🤖 AI Summary
This work addresses the limitation of PTZ cameras—reliance on explicit programming and lack of natural language interaction capability—by proposing OPUS, a framework for edge-deployed, natural language–driven PTZ control based on a lightweight language model. Methodologically, OPUS introduces a novel “prompt optimization + knowledge distillation” paradigm for efficient on-device deployment: it eliminates visual tokens entirely, representing multi-view visual information solely through compact textual embeddings, thereby enabling cross-camera semantic fusion and context-aware environmental understanding. It provides a no-code, conversational interface for intuitive camera operation. Experiments demonstrate that OPUS achieves a 20% higher task accuracy than Gemini Pro and outperforms state-of-the-art prompt engineering approaches by 35%, while maintaining real-time inference on resource-constrained edge devices—approaching the performance of GPT-4.
📝 Abstract
In this paper, we present Optimized Prompt-based Unified System (OPUS), a framework that utilizes a Large Language Model (LLM) to control Pan-Tilt-Zoom (PTZ) cameras, providing contextual understanding of natural environments. To achieve this goal, the OPUS system improves cost-effectiveness by generating keywords from a high-level camera control API and transferring knowledge from larger closed-source language models to smaller ones through Supervised Fine-Tuning (SFT) on synthetic data.
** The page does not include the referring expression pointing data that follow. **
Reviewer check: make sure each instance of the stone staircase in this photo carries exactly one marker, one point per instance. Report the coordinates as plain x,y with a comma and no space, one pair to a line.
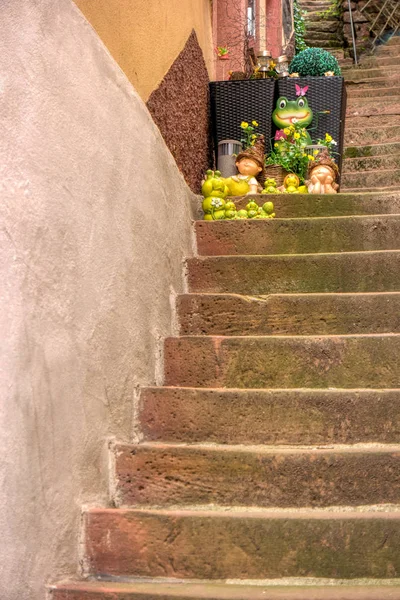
324,30
269,465
372,136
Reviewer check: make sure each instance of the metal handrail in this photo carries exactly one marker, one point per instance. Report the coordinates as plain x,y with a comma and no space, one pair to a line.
352,32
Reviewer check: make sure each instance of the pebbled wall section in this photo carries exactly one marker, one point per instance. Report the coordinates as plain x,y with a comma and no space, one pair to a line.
180,106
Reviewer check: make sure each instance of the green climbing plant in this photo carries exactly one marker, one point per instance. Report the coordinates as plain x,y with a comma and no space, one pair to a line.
299,27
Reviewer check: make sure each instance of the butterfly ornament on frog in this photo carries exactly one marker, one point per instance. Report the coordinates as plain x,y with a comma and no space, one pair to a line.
294,112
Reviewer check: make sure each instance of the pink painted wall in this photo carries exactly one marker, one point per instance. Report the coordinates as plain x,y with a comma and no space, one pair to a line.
229,25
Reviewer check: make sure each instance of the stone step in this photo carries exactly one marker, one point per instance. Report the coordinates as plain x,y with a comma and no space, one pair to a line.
243,544
370,163
295,416
329,205
377,93
370,135
361,102
302,273
394,41
206,590
366,361
299,236
315,34
335,42
352,122
372,179
380,61
160,474
386,50
374,109
316,23
373,150
366,84
362,74
288,314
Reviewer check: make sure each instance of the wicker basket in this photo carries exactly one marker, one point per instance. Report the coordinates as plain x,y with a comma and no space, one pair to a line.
276,172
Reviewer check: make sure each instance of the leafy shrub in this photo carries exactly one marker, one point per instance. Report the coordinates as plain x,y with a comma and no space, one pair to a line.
314,61
299,27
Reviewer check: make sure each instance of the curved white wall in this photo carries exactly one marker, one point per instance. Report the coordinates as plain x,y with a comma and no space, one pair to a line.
96,220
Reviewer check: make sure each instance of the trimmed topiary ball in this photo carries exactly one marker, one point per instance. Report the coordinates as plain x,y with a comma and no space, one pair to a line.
315,62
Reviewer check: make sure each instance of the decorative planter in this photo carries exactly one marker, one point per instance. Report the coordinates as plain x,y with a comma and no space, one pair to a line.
235,101
324,93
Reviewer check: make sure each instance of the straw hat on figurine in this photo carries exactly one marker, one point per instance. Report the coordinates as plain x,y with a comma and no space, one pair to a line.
256,153
324,159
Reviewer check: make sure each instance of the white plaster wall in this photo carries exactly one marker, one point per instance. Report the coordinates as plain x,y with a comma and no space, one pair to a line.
95,223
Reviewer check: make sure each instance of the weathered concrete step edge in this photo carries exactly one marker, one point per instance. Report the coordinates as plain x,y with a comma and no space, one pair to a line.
371,163
371,179
296,236
329,205
109,590
372,150
301,273
297,416
286,314
151,474
367,361
354,91
242,544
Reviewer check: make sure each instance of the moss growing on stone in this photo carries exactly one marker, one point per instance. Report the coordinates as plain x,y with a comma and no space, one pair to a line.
314,62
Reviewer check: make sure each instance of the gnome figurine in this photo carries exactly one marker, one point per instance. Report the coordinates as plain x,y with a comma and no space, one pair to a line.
250,164
322,174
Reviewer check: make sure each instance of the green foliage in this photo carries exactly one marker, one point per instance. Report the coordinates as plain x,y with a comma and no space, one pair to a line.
314,62
299,27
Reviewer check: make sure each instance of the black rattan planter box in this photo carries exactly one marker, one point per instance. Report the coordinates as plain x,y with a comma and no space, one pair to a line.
324,93
235,101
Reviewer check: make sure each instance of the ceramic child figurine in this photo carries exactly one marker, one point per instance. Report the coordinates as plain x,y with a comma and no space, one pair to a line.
322,174
250,164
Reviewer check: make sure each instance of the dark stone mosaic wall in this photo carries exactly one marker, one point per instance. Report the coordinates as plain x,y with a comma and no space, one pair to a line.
180,107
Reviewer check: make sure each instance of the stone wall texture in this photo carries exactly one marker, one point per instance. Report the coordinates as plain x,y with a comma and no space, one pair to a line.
181,108
96,221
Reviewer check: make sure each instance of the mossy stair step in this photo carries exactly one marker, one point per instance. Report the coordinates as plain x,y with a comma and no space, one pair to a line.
325,205
346,361
288,314
372,73
160,474
371,109
313,273
372,150
297,236
371,163
270,416
379,178
356,133
110,590
243,544
372,94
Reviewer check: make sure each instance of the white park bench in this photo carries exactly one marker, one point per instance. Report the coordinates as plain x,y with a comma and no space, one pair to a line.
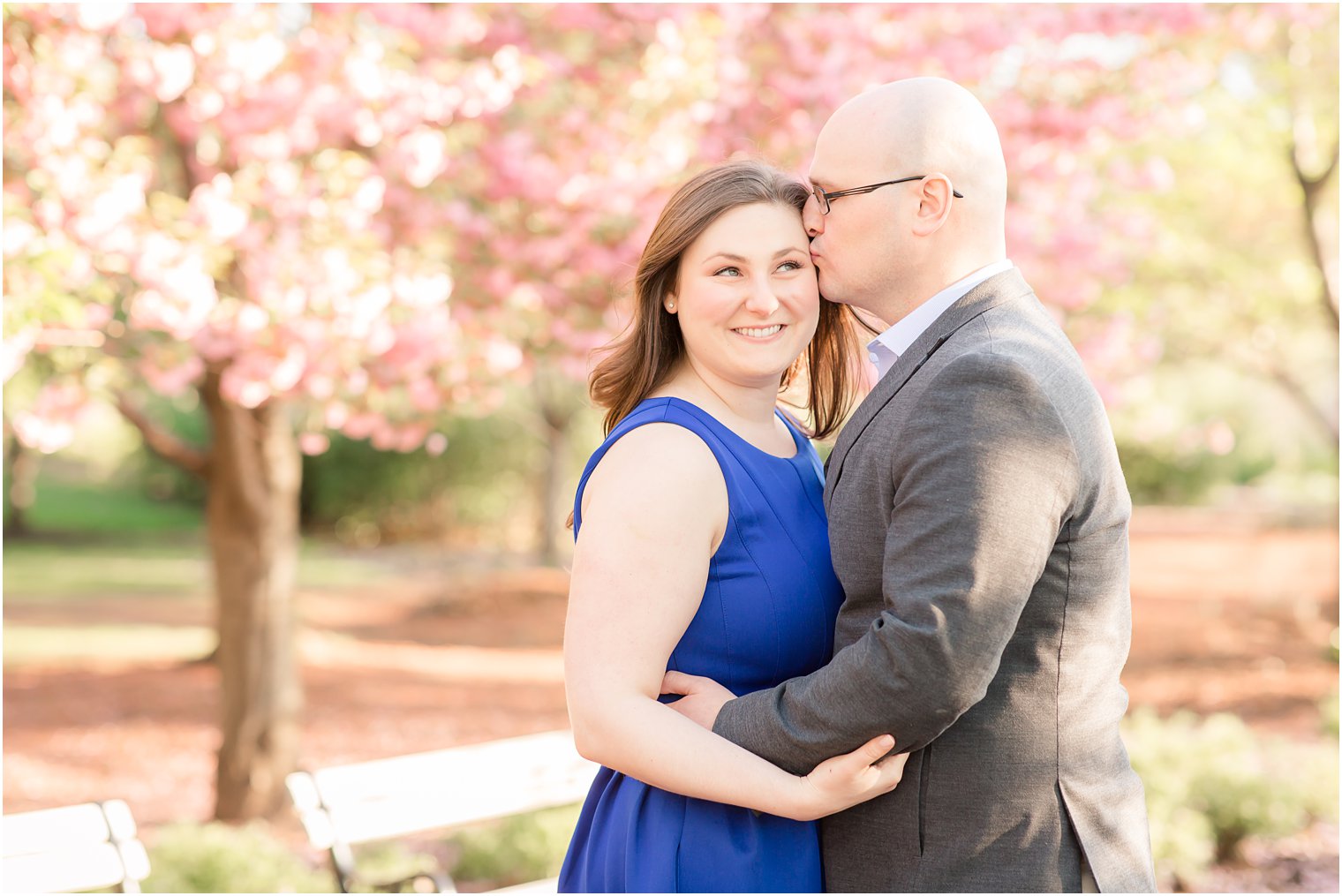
387,798
74,848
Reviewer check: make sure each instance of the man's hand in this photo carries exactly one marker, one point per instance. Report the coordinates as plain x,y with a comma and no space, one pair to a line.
702,700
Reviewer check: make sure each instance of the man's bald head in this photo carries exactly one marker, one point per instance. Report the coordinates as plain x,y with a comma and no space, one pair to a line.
926,125
889,248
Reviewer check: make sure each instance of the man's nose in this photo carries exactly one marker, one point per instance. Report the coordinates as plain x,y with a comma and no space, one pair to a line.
810,217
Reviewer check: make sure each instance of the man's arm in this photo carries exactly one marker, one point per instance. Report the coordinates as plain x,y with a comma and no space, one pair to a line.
984,472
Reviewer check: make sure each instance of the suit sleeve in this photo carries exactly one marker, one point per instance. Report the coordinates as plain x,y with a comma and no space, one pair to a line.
983,471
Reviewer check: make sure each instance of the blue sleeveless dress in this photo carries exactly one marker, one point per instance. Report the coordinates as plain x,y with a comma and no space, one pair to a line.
768,614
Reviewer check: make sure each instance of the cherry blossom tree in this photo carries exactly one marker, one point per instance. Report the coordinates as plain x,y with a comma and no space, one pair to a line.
243,203
356,217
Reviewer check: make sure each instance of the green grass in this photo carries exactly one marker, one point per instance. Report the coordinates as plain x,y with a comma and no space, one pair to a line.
89,508
26,644
41,570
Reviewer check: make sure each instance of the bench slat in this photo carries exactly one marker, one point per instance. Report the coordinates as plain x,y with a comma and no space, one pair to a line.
550,885
35,832
441,789
57,872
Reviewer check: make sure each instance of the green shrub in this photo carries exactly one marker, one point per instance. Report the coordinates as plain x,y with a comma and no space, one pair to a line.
516,849
1212,782
223,859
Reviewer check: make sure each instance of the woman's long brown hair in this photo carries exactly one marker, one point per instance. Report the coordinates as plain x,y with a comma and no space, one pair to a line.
645,356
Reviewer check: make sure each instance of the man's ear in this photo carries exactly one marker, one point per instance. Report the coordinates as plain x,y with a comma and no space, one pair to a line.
934,200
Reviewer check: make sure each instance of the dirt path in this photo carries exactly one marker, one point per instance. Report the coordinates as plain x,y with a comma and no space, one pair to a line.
1233,620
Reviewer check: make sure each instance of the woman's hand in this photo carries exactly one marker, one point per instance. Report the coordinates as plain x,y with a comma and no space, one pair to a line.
852,779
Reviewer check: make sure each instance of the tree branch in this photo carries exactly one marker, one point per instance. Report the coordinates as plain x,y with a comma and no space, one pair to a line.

This enables efficient edge deployment while maintaining performance comparable to larger models like GPT-4. OPUS enhances environmental awareness by converting data from multiple cameras into textual descriptions for language models, eliminating the need for specialized sensory tokens. In benchmark testing, our approach significantly outperformed both traditional language model techniques and more complex prompting methods, achieving a 35% improvement over advanced techniques and a 20% higher task accuracy compared to closed-source models like Gemini Pro. The system demonstrates OPUS's capability to simplify PTZ camera operations through an intuitive natural language interface. This approach eliminates the need for explicit programming and provides a conversational method for interacting with camera systems, representing a significant advancement in how users can control and utilize PTZ camera technology.